Tuesday 18 December 2018

50 Big Ideas for 2019


A few days ago, LinkedIn posted a piece by Isabelle Roughol on ‘50 Big Ideas for 2019: What to watch in the year ahead’.

Some of them seem fairly obvious (‘Generation Z will outnumber Millennials’; ‘The economy will slow down’; ‘Brexit will continue to consume the European political scene’).

Some of them are related to changing patterns in technology (‘We are finally going to spend more time online than watching TV’; ‘Inclusive design will go mainstream’), many of them to do with AI.

As might expected with a piece published on LinkedIn, many have to do with the workplace (‘Automation will disproportionately impact women’s jobs’; ‘What will matter at work is your humanity’; ‘Companies will speed up diversifying their workforce – or will be made to’; ‘The office will empty out’; ‘CEOs will work hard to become more inclusive leaders – or leave’; ‘Gig economy jobs will get less miserable’).

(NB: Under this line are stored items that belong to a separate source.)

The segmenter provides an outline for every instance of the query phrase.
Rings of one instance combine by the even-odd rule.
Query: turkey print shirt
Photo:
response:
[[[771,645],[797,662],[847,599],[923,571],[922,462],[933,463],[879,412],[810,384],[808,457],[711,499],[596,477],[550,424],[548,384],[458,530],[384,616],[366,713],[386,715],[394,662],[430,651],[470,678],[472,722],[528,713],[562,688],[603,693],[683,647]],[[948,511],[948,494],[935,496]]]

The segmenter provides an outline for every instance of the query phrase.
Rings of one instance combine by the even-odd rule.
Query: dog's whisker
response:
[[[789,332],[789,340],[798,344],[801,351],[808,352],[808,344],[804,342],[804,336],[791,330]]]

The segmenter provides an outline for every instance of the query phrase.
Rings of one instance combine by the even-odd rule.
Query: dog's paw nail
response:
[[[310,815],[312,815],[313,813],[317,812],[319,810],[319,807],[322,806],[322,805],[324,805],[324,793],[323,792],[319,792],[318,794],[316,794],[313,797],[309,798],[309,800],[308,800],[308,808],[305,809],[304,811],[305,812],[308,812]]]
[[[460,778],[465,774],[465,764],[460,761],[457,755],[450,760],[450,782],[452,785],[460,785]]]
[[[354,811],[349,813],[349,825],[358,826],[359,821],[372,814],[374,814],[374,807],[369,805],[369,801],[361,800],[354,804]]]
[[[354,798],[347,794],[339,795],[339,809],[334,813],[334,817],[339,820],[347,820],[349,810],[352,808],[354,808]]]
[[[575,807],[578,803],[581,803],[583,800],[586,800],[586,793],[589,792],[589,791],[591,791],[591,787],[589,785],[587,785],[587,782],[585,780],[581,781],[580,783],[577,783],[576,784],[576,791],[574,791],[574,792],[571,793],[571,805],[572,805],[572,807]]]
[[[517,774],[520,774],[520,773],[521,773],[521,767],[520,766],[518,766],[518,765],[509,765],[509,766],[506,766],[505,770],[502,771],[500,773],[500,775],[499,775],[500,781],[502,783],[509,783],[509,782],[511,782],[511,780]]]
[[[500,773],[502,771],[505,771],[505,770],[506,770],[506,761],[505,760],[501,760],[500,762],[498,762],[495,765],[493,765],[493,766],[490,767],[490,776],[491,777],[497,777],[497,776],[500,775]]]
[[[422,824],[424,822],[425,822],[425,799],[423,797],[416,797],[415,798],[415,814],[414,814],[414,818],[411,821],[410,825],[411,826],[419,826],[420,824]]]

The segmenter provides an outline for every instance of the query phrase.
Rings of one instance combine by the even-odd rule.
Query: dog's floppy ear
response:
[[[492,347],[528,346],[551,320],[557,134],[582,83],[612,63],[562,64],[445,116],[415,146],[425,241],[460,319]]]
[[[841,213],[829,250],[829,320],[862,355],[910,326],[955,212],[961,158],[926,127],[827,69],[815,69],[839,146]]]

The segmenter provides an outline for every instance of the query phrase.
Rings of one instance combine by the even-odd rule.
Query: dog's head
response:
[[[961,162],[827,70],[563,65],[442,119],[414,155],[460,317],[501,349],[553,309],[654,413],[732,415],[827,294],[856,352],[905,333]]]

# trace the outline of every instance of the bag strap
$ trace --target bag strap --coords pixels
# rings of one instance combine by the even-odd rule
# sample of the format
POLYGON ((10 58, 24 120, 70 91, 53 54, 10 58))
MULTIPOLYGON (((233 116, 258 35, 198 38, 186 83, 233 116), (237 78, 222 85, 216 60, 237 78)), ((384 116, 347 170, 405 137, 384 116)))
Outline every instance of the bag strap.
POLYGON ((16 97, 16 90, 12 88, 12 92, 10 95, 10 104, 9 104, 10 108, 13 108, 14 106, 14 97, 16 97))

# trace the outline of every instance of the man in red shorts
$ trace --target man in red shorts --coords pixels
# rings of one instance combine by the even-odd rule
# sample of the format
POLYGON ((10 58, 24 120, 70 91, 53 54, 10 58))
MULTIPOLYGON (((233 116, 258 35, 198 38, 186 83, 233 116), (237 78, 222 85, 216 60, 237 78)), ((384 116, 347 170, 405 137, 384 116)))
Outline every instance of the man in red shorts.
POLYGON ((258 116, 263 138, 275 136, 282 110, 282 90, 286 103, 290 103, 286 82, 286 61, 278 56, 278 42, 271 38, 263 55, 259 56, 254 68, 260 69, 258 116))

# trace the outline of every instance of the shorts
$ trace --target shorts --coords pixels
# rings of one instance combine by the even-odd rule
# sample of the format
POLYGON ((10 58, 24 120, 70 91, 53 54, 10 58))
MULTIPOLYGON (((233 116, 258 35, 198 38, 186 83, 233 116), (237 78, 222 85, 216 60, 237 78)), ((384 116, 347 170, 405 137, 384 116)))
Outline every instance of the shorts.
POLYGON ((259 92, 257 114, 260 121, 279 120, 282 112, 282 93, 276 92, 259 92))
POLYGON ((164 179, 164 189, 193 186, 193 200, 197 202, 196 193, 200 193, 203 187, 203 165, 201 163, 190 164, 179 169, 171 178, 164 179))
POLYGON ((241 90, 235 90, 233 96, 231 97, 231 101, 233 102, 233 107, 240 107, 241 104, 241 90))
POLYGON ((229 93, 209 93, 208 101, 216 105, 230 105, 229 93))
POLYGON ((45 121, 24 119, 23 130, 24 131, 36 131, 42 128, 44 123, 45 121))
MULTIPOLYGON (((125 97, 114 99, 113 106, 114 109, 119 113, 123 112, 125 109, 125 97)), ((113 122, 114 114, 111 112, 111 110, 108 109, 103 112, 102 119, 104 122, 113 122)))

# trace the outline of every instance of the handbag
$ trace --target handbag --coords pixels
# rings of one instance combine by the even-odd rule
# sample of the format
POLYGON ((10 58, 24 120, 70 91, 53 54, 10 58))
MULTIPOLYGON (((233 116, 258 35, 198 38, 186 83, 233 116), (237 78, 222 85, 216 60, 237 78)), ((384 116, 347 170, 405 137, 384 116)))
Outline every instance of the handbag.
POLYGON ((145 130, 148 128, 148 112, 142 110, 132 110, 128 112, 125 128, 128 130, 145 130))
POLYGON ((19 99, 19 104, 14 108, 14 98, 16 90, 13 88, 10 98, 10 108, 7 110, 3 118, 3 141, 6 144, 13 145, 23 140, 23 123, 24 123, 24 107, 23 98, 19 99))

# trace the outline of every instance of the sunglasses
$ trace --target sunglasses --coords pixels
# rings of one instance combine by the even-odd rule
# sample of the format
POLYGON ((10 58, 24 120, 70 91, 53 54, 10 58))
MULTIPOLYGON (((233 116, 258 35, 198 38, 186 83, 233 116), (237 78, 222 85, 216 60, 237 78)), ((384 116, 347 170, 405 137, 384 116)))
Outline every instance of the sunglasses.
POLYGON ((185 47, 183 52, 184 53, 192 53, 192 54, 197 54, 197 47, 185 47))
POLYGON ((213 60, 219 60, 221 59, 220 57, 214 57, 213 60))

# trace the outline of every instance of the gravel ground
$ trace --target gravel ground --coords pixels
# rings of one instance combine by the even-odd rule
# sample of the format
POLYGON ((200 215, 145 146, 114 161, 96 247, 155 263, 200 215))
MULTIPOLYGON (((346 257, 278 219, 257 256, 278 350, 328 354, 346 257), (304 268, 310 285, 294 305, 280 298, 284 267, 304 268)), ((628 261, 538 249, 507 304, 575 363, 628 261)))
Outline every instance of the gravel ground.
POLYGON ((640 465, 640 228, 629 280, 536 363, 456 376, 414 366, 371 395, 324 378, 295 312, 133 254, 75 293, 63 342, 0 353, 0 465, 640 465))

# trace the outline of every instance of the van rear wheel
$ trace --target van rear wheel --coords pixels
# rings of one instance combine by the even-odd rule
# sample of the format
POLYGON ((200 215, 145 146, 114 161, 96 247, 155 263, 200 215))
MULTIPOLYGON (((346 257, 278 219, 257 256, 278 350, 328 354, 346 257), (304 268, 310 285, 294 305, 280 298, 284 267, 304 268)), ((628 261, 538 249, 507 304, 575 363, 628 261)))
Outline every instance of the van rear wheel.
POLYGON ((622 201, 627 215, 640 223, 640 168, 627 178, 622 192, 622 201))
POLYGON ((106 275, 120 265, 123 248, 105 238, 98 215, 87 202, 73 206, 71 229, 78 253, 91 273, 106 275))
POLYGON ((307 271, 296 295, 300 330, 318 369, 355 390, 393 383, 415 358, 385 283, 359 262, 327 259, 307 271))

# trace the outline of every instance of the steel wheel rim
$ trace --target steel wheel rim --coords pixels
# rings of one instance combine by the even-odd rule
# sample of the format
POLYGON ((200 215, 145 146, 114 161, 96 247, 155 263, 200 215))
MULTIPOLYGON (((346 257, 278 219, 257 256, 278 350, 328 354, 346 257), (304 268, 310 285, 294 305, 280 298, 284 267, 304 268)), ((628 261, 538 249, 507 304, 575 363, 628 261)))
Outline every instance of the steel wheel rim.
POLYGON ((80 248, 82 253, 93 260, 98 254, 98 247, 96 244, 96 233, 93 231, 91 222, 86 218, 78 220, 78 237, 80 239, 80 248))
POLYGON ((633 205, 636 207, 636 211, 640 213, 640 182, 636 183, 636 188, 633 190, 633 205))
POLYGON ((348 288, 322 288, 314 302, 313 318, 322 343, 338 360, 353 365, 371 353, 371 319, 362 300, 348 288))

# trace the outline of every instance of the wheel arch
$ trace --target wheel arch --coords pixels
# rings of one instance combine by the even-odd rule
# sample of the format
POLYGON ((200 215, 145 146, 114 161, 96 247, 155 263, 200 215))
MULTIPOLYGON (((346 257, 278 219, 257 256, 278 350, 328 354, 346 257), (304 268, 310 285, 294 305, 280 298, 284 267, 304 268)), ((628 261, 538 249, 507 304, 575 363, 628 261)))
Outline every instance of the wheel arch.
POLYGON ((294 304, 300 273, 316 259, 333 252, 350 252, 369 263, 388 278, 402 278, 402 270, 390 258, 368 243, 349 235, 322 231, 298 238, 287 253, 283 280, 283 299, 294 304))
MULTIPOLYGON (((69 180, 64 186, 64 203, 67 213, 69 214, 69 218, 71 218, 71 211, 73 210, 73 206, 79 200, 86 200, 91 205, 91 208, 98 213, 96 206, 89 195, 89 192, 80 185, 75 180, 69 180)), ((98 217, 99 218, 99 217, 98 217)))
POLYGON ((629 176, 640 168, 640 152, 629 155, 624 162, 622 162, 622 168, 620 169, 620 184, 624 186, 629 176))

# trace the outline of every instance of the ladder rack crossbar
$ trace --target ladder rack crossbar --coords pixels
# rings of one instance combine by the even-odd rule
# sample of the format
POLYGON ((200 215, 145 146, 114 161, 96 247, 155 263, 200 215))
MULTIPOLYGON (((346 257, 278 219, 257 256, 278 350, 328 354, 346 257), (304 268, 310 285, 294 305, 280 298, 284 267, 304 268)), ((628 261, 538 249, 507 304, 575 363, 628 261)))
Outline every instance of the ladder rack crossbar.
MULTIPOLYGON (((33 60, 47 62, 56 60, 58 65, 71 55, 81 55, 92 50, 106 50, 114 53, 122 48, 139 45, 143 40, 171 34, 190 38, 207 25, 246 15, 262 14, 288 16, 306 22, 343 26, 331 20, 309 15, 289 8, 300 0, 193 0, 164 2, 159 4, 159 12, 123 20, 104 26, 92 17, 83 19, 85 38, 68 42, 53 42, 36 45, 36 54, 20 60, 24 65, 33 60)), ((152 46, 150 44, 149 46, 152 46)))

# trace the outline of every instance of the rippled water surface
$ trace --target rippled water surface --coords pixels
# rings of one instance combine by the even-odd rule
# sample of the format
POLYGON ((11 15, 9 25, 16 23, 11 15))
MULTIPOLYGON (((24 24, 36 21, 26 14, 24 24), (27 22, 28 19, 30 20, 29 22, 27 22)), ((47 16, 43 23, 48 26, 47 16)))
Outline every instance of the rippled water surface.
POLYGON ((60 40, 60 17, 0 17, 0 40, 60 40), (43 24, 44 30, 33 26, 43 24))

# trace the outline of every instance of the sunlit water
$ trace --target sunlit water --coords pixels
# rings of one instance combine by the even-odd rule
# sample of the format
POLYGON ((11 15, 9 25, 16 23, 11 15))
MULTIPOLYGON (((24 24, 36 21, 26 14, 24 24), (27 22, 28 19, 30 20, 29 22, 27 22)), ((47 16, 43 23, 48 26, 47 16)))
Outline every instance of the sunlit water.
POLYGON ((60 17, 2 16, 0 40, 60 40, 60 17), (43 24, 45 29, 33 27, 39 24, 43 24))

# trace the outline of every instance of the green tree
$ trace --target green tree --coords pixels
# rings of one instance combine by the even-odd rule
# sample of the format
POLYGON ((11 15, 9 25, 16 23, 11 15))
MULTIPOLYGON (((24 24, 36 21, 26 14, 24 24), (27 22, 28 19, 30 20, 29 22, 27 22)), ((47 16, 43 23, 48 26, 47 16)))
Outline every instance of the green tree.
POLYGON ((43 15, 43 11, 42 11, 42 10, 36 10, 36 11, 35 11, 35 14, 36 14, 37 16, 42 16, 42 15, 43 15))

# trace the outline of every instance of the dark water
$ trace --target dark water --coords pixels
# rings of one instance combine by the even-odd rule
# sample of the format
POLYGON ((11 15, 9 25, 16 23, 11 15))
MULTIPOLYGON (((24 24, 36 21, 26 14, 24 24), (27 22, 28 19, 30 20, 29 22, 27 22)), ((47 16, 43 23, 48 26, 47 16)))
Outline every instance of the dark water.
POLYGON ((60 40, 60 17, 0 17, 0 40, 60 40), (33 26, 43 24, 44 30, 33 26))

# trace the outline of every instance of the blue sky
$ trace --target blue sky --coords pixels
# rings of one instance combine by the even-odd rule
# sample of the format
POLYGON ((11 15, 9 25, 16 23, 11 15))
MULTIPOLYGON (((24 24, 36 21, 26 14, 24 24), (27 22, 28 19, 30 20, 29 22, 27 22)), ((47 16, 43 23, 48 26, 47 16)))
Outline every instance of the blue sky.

Others reflect broader societal and global changes (‘We will reach peak outrage’; ‘Immigration to the West will get harder, and refugee crises will hit poorer nations’; ‘We will ask ourselves hard questions about what free speech means’; ‘Employers will make room for neurodiversity’).

Others are intriguing, but hard for me to judge (‘The battle against extreme poverty will heat up’; ‘A “me first” world will be harder to steer’; “The high street will band together’; ‘For respite, we will turn to inspirational commerce’; ‘Don’t even try to guess the price of oil’; ‘You’ll eat that bug in your salad’).

Others, frankly, I find more difficult to accept much change in 2019 (‘Your next vacation may be to space or undersea’; ‘We will stop living an Insta life’).

I enjoy these types of pieces, even though I’m never quite sure what to make of them. On the one hand, I don’t feel clever enough myself to engage in this sort of futurism; on the other hand, I’ve been round the block enough (read: cynical) to know that, humans being humans, the fundamentals of life will stay pretty much the same. For all that, an interesting read.